After hearing about the dog food recall, the low nutritional value of many commercial dog foods and the increasingly popular raw diets/home made foods, I'm very curious. I guess I was one of those ignorant people that assumed the commercial dog foods were made to fit their nutritional needs and it wasn't a big deal, but I've started doing research and I think its time I start making my baby's food.
Part of my research has told me to hold off on making your own dog food until speaking with a vet, as dog's have specific nutritional needs. But you guys are the most knowledgeable people I can find when it comes to chi babies and I trust the advice I get here.
For those of you who make your chi's food, do you care to share your recipe?
Any recipes for treats/snacks are great too!


----------



## TashaZ (Mar 20, 2009)

I'd love to know too!
At the moment i'm feeding my girls boiled chicken and cooked pumpkin for breakfast (about 50grams) and raw beef (i just buy steak and chop it up or mince) at night and i mix some dry dog food into it too sometimes, otherwise i just leave them with some dry food when i go to work. 
I'd love to know more recipes as they get older but for puppies my vet told me to keep it simple, i've introduced salmon to them recently and they love it too so i'll slowly try new things.
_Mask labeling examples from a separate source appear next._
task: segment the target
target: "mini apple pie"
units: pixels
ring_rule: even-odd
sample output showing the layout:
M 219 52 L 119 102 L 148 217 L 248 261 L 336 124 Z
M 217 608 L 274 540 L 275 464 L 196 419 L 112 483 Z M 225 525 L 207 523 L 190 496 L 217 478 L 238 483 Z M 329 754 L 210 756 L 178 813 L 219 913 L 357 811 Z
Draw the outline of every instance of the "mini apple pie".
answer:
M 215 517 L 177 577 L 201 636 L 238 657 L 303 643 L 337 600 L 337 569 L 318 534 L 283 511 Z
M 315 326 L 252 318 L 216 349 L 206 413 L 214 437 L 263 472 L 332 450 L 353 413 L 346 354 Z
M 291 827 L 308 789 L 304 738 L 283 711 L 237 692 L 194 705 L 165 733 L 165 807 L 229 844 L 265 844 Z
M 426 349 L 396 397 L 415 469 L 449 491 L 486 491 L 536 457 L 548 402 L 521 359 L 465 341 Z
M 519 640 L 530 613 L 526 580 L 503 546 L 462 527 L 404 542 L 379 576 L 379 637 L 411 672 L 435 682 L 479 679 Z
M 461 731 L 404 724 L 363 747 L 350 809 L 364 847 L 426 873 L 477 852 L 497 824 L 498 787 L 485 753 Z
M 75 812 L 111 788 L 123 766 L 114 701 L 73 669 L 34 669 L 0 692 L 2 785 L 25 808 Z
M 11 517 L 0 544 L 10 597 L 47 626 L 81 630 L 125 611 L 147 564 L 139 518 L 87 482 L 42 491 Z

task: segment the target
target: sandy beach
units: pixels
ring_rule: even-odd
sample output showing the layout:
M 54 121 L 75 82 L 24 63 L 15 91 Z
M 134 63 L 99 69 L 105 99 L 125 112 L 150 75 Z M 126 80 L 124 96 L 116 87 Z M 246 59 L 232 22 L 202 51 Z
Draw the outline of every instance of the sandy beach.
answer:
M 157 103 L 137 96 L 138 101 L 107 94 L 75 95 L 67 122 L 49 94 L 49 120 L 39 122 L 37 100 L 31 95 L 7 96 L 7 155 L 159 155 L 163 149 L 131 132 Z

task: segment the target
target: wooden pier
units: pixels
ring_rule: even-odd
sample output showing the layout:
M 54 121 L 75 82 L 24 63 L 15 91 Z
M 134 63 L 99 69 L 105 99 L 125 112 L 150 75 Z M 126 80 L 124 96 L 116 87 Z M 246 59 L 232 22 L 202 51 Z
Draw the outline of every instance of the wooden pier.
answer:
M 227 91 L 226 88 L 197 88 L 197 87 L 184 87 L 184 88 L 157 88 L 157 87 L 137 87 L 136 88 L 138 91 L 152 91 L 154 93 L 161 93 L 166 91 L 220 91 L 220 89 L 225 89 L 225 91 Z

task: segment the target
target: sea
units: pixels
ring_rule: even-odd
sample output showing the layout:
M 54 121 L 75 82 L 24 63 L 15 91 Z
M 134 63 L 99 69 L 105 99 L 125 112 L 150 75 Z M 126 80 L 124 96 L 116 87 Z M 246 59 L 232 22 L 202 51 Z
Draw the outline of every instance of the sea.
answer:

The vet also told me to give them one raw chicken wing tip a week to keep their teeth clean (they LOVE this) and also raw carrot is good for this too although carrot is fibre so not too much for puppies.
When i don't feel like cooking i still give them canned food but very rarely, kind of like giving a child take away food HAHA every now and then it's ok!


----------



## Kioana (Mar 1, 2005)

i'd like to know a daily list of thing to feed, i'm the type of person that has to see it maped out to know what to feed and how much and when.


----------



## mggy91au (Jan 2, 2009)

I cook a doggy stew. Brown some minced beef with a little garlic. Add some water, a couple of beef cubes, grated carrot, peas and a handful of rice (more or less depending on the amount of meat you are cooking.) I cook that up for about 20 minutes and then cool. When cool I add a couple of beaten eggs then freeze in containers.
A couple of days a week they get a raw chicken neck.
I also add a little dry food to each meal.
They are both healthy and happy.
I remember about 45 years ago my inlaws had a couple of dogs and they were fed table scraps including cooked bones. We would all be horrified if we knew someone feeding this type of diet but the dogs lived a long life.
Sometimes I think we are too fussy with what we feed our babies. But then they are so precious!!!


----------



## Kioana (Mar 1, 2005)

so true i read labels from them , when it comes to my self just pick up and go lol


----------



## •Tara• (May 29, 2009)

This is a thread I'd like to revive 
Anyone know of any good grain free treat recipes?


----------